Véronique Boudon-Millot souligne qu’il n’y a pas eu une « médecine romaine » isolée, mais plutôt une pratique médicale à Rome: cette nuance montre comment la ville a assimilé des savoirs venus de tout l’Empire. Cette capacité d’absorption a permis de créer une synthèse durable qui a dominé le monde médical jusqu’à la Renaissance.

Un héritage spirituel et pratique

Enfin, la vidéo traite des liens entre médecine et religion: contrairement aux idées reçues, la science médicale n’a pas toujours été en conflit avec la foi. À l’époque chrétienne, la figure du « Christ médecin » est apparue: elle s’est nourrie de concepts galéniques pour expliquer la guérison des âmes et des corps.

De même, dans le monde musulman, les califes abbassides honoraient des médecins chrétiens pour leur maîtrise des textes anciens: le savoir médical transcendait les frontières religieuses.
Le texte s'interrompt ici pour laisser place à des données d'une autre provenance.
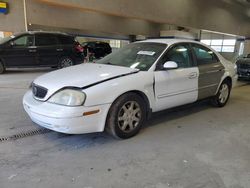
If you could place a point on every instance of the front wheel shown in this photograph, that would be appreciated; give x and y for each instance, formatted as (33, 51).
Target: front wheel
(126, 116)
(2, 69)
(65, 62)
(222, 96)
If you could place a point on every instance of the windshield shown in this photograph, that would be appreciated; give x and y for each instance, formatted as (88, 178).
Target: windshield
(5, 39)
(136, 55)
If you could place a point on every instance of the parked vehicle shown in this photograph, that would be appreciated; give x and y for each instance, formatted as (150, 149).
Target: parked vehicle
(243, 67)
(39, 49)
(118, 92)
(98, 49)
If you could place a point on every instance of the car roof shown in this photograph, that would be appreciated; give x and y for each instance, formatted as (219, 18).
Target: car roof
(44, 32)
(169, 41)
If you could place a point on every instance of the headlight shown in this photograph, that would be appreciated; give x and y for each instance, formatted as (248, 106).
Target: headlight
(68, 97)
La médecine était perçue comme un don divin mis à la disposition de l’humanité: l’empereur en Chine ou le Christ en Occident pouvaient tous deux porter cette image d’autorité guérisseuse.

En conclusion, cet entretien nous rappelle que la médecine est avant tout une aventure humaine universelle: quelles que soient les époques ou les latitudes, l’homme a toujours cherché à soulager la souffrance. Ce voyage historique nous invite à regarder nos pratiques actuelles avec plus d’humilité: elles sont les héritières d’un dialogue millénaire entre l’Orient et l’Occident.